Synopsis
This case presents a very interesting story about a luxury carmaker, Porsche. Like many marketers of luxury goods, Porsche has had to wrestle with the challenge of serving its core of loyal customers while also making products that appeal to a less traditional, but growing, segment of customers. The case describes the Porsche faithful who like their Porsches only one-way: 2 doors, six cylinders in the rear, and lots of pure sports car performance. The problem that Porsche has faced at various times throughout its existence is that being confined to one kind of customer with one kind of car inevitably results in maturation and stagnation. Sales flatten out, then decline, and so do profits.

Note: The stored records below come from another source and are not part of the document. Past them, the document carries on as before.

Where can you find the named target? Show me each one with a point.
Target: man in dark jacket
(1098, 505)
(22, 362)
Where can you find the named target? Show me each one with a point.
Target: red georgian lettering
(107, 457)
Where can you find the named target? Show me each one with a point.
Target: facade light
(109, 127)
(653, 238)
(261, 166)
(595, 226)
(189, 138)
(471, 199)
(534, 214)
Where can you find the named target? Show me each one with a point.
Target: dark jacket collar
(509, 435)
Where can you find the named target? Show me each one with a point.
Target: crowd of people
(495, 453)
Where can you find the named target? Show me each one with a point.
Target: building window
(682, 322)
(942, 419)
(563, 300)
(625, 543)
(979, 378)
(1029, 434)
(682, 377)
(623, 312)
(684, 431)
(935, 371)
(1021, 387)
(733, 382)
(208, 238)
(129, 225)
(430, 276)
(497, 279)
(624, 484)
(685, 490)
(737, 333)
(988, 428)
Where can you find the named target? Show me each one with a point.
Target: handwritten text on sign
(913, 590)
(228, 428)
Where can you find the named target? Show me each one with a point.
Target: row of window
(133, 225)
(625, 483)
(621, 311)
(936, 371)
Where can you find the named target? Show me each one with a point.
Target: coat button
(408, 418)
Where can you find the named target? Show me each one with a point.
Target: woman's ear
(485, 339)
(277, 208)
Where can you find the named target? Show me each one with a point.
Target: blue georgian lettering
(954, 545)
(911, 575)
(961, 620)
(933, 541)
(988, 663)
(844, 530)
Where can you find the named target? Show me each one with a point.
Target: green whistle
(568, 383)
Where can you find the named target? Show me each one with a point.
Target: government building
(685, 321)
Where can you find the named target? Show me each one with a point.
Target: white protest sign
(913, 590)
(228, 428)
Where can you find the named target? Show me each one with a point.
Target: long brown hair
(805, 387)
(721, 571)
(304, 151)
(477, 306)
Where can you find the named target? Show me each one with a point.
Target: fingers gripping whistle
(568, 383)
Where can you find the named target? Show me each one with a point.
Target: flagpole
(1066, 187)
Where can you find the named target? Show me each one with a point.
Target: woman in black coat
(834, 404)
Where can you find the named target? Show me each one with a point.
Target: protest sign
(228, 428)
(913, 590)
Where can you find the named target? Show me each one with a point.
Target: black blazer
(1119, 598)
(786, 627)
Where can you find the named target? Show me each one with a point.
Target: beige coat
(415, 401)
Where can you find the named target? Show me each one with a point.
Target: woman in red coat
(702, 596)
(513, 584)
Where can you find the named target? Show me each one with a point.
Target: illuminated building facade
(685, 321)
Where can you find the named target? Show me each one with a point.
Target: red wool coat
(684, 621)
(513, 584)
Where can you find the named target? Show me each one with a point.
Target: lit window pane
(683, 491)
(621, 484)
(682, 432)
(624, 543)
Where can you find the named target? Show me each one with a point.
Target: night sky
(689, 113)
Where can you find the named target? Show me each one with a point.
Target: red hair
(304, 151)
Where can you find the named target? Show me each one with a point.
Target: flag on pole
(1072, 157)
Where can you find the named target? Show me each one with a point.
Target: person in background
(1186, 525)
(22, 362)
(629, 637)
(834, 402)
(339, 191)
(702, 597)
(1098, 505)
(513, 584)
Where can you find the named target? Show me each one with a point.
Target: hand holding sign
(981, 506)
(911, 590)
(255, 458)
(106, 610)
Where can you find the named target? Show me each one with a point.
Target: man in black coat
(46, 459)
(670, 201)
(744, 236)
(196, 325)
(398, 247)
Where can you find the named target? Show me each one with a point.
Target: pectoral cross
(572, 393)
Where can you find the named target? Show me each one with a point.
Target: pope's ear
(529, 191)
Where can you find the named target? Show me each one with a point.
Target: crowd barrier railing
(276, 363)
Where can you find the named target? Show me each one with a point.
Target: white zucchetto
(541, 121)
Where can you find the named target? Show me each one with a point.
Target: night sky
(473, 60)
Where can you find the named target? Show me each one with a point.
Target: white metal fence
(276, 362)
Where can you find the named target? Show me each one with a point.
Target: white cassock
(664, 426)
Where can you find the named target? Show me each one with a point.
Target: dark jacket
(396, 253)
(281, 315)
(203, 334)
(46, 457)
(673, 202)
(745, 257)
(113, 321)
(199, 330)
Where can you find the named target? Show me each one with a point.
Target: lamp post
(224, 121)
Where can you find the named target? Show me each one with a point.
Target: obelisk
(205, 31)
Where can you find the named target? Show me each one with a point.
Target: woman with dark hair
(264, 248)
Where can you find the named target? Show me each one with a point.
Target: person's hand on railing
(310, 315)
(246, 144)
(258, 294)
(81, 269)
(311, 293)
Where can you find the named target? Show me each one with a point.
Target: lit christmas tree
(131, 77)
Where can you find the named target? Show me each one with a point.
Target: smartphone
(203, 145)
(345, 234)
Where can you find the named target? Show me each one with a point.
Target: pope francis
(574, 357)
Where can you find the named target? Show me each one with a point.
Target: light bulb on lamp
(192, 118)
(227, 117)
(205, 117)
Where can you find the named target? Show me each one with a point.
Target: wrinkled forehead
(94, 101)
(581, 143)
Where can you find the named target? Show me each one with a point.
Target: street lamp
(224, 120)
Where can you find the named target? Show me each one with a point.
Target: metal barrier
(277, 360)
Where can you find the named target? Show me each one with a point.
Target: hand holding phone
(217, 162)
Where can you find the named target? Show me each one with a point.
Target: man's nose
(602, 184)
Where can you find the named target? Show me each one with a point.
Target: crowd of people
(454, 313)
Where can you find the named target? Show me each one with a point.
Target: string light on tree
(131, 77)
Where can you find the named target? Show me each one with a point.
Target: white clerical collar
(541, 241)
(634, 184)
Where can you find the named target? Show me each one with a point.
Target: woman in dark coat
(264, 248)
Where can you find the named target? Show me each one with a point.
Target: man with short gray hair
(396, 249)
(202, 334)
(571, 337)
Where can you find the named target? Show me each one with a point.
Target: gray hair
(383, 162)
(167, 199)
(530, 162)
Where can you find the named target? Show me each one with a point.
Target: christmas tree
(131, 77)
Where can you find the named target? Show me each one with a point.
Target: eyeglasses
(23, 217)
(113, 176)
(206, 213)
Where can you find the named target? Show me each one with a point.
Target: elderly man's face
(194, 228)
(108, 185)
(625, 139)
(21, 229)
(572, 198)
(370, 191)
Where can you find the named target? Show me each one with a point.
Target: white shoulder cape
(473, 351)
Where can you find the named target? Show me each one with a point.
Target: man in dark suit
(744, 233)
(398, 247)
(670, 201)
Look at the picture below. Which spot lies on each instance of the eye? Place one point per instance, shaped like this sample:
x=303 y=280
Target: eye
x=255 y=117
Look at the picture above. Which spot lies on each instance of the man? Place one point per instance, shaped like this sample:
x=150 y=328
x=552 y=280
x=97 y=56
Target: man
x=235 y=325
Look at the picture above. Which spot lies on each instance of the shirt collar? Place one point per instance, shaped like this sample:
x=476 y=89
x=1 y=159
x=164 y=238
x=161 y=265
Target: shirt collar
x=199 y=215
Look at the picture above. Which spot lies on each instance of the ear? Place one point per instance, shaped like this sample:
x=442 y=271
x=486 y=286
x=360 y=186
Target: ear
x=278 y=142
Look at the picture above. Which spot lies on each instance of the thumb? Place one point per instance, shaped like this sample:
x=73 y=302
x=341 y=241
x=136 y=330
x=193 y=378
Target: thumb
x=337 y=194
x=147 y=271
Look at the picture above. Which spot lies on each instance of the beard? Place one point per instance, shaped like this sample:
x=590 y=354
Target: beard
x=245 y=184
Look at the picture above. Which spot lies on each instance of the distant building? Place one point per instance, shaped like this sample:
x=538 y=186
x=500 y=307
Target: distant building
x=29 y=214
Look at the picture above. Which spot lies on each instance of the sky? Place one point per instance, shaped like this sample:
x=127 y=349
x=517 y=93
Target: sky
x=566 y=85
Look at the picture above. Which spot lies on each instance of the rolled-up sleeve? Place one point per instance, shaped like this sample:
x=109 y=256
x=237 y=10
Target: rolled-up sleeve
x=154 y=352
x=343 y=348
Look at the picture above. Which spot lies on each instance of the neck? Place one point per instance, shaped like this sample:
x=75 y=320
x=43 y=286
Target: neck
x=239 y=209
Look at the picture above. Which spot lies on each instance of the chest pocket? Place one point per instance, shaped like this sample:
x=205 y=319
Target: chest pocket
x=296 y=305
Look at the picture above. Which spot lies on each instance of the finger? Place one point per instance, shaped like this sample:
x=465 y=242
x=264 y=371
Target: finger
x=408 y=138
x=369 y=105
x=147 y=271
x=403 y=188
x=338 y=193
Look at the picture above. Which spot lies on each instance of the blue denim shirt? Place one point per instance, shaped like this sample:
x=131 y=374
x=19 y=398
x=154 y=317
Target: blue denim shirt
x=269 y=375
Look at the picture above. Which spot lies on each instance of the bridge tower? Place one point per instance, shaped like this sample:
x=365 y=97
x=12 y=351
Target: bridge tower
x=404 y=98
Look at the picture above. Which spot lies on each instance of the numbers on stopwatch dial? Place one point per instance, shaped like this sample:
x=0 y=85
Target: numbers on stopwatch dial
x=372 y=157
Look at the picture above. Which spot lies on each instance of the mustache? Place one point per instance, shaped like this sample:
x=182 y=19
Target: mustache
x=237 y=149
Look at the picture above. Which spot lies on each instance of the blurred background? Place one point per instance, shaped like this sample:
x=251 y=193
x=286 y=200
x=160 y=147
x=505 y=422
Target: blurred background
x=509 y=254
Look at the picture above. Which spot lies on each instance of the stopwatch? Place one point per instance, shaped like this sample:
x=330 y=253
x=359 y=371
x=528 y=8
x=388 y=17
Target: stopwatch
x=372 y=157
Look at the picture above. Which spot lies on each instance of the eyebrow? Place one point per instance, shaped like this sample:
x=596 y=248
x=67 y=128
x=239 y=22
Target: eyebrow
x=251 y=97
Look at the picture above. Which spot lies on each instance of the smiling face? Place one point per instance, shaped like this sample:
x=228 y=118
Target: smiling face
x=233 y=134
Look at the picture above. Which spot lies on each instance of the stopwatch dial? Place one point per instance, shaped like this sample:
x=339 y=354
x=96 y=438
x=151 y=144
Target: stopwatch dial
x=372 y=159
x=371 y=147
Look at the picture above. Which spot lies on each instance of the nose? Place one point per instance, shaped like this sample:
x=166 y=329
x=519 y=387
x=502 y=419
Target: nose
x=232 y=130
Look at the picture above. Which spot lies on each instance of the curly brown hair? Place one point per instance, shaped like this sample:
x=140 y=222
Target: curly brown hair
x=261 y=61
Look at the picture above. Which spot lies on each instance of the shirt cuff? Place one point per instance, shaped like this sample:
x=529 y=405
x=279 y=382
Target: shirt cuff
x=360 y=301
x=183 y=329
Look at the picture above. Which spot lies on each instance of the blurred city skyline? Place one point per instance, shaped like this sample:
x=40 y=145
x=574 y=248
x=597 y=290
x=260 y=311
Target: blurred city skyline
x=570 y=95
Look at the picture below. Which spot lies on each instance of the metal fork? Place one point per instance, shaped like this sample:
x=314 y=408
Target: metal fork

This case describes recent efforts by Porsche to broaden its product line and appeal to multiple segments of customers. Most notably, Porsche now makes an SUV (the Cayenne) and a four-door sedan (the Panamera). Both of these efforts are designed to appeal to a different kind of customer than the ones who typically buy 911s. But these vehicles are not soft around the edges. They perform like, well, the Porsche of SUVs (and sedans). Porsche has identified two types of customers that are sustaining these vehicles and keeping the company on a growth trend. These are Porsche customers who grew up and have practical needs of hauling people and stuff, and the emergence of wealthy people in China, India, and other parts of the world who have more interest in a daily driver.

As the economy recovers, Porsche is poised to serve various customer types with a portfolio of outstanding vehicles.